ユーザーからの入力はどこか、また終わりはどこかを定義します。また、残りのエッジを加えます。

# 始まりと終わりは?
graph.set_entry_point('classify_input')
graph.add_edge('handle_default', END)
graph.add_edge('summarize', END)

# 残りのエッジを加える
graph.add_edge('extract_keywords', 'search_keywords')
graph.add_edge('search_keywords', 'summarize')

これで、グラフの構築終了です。

app = graph.compile()

動作を確認してみましょう。

inputs = {"question" : "今日は何月何日ですか、また東京都と大阪の天気はなんですか。
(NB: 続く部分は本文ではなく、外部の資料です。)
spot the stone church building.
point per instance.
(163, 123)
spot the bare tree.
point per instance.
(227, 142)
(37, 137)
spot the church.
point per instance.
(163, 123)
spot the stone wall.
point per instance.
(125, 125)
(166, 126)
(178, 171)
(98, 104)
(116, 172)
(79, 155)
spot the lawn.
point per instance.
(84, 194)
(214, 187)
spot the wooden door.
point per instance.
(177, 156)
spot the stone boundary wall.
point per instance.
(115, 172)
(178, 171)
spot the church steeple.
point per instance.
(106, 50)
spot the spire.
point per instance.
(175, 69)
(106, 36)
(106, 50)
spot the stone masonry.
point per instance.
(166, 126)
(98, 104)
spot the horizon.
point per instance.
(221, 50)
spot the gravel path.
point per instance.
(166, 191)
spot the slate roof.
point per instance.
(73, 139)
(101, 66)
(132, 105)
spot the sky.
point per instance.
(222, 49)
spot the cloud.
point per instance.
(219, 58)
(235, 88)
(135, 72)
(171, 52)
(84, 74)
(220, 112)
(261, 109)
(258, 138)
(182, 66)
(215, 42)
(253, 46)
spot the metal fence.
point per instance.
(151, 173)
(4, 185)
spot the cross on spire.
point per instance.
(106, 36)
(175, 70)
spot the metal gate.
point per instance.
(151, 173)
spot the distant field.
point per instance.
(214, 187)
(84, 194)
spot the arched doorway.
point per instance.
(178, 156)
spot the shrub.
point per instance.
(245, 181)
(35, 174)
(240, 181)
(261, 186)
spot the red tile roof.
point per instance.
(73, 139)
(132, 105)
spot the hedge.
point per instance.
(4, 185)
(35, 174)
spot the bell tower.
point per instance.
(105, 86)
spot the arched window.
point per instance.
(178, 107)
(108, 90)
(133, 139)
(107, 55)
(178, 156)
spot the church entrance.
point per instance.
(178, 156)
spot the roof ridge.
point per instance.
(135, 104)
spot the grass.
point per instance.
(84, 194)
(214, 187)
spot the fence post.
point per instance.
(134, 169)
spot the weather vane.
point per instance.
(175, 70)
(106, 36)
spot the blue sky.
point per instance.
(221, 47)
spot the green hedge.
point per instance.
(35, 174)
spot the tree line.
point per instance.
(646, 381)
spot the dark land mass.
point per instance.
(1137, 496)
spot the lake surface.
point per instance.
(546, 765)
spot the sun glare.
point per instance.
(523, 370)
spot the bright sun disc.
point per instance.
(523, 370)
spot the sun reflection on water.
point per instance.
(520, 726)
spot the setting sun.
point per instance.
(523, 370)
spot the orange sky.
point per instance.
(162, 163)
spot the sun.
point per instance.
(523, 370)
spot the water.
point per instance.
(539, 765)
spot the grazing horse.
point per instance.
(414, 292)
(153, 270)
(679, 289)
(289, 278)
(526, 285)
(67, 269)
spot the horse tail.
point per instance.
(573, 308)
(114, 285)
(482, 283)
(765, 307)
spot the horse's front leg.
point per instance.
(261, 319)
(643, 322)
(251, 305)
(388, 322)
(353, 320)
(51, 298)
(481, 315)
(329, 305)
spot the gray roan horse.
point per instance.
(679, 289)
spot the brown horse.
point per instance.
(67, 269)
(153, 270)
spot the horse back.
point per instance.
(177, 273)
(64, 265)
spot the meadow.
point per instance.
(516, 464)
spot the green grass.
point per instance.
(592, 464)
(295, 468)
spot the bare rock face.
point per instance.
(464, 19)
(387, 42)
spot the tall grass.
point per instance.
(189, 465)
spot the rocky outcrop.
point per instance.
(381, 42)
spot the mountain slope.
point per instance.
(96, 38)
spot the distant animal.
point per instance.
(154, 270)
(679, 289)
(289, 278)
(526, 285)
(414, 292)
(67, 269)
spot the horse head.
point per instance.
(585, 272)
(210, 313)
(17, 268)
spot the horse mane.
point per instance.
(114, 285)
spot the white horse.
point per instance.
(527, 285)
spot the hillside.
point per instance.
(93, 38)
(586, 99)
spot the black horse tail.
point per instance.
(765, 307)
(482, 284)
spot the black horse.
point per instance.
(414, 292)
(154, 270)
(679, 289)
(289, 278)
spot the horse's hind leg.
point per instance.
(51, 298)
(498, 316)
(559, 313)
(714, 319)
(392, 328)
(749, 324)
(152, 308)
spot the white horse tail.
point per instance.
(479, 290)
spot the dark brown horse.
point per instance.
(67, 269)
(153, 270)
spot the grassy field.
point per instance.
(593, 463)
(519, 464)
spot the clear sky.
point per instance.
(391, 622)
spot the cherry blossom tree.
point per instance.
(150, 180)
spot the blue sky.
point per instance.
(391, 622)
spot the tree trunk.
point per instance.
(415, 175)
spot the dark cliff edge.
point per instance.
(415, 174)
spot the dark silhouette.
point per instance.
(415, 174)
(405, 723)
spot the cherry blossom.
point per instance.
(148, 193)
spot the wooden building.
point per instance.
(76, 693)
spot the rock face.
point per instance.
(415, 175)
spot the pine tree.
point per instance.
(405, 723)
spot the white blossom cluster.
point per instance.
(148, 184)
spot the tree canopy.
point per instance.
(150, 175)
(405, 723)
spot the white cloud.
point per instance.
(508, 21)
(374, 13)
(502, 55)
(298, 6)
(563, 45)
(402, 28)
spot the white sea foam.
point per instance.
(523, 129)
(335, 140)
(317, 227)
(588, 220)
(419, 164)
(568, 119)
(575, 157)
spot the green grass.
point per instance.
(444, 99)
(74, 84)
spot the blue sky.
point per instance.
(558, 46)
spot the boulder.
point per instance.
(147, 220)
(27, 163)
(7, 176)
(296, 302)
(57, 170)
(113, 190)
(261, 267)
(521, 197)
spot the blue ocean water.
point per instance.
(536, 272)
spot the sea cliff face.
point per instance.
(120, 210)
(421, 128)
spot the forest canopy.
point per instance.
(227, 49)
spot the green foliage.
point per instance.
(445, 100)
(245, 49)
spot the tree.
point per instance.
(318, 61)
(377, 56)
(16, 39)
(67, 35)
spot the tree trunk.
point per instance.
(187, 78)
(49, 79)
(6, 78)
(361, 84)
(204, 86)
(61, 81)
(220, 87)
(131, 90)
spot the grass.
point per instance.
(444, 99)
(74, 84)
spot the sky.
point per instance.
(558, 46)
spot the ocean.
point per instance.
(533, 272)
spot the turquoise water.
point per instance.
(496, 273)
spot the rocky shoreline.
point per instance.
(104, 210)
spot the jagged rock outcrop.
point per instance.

"}

result = app.invoke(inputs)

print(result['response'])

出力が
「今日は5月23日、東京都の天気は晴時々曇で、最高気温は25℃、最低気温は18℃です。大阪の天気は25℃です。」
とかえってきました。

以下のコードでグラフを可視化できます。

!sudo apt-get install python3-dev graphviz libgraphviz-dev pkg-config
!pip install pygraphviz

from IPython.display import Image
Image(app.get_graph().draw_png())


良い感じのものができたといいたいですが、改善の余地がかなりあります。
例えば、「5/22の大谷翔平の成績」と入力すると、検索キーワード抽出が”大谷翔平”、”成績”と不必要な分解が行われ、「5/22の大谷翔平の成績に関する情報は提供されていません。」と返ってきました。
Google検索にそのまま入力しても良いケースがあるため、ルーターの分岐を多くしたりプロンプトを工夫したりと、いろいろ改善点がみつかりました。

ここまで読んでいただきありがとうございます。少しでも何かに役立てば嬉しいです。